Coming here to Hong Li Coffee Shop at Eunos MRT always serves as a reminder just how interesting life's turns can be.
I had not thought this coffee shop be anything more than a regular coffee shop with its chap cai png stall, its Western food stall, its bak kut teh stall, fish soup stall, Korean and Japanese food stall, its duck rice stall and its zichar stall.
But surprise of surprise it was that I would discover a stall holding a 100 year old legacy.
In the form of a bowl of noodles, wanton dumplings and minced meat swimming about in a tasty, clear soup.
There're many iterations of bak chor mee, and I don't really know what they are, some like it with a certain type of noodle, some like it with a certain type of sauce, some say that the noodles should be a certain texture, others however say that the noodles need not be this kind of texture but the soup, or the oil, or the lard, something, must be there.
I honestly don't know what's good, what's not.
What I do know, however, is that this bowl here lets me choose noodles that I like, including kuay teow (most of the time) and along with it comes a ladleful of minced meat, green leafy vegetables, and pork lard swimming somewhere at the bottom of the noodle heap.
I'm the kind who prefers my noodles dry over wet when it comes to bak chor mee.
Dry, no chili, ketchup, please, thank you.
So that's what I had this afternoon, where instead of kuay teow I chose the regular noodles (of which I don't know its name). I liked how the sauce mixed well with the texture of the noodles. I liked the pieces of crunchy lard. I didn't have to worry if the taste overwhelmed. (It didn't).
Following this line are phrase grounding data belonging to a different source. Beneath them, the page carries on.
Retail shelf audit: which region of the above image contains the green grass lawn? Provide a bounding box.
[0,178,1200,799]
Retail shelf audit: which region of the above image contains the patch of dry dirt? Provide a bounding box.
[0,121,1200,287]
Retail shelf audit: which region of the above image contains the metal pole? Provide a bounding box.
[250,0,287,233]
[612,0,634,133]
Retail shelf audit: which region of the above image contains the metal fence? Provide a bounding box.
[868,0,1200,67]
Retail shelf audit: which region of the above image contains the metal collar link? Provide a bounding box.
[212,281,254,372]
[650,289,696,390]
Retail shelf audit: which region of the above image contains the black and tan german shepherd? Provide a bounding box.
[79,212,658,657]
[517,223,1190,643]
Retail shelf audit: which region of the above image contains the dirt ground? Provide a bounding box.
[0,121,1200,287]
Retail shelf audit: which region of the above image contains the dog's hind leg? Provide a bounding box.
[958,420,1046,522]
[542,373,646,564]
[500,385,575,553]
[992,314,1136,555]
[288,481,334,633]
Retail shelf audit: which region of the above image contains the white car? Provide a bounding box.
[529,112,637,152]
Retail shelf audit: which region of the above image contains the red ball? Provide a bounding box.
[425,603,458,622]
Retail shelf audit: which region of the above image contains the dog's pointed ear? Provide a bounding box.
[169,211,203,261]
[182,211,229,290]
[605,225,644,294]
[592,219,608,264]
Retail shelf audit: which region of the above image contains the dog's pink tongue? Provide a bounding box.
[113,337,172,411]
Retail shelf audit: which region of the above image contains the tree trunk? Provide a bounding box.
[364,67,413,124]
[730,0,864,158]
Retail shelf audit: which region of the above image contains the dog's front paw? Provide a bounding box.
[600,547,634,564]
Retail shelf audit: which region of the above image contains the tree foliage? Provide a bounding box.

I also didn't have to worry if the sauce was too salty or if the noodles were too hard and dry.
None of it happened.
But the loveliest part was, of course, the soup.
I know of places where the soup has a huge piece of salted fish in it (and they're good).
This one doesn't, still though there's a lot of little bits in it, a lot of minced meat bits inside it, even more green leafy vegetables, and, of course, the pieces of wanton that have the softest, silkiest skin ever.
This is the kind of wanton dumpling that really is a dumpling.
The skin is soft and silky, and of course, best part of all there is the meat soft and mushy and full of pork taste that leaves no after flavor and doesn't give me the gao wei gao wei kind of feel.
Will I come back and have this bak chor mee here at Hong Li?
Yes.
Hopefully I'll have the space to come back.
Hopefully too I'll have the mind to come back.
Or I'll be finding a new bak chor mee to have.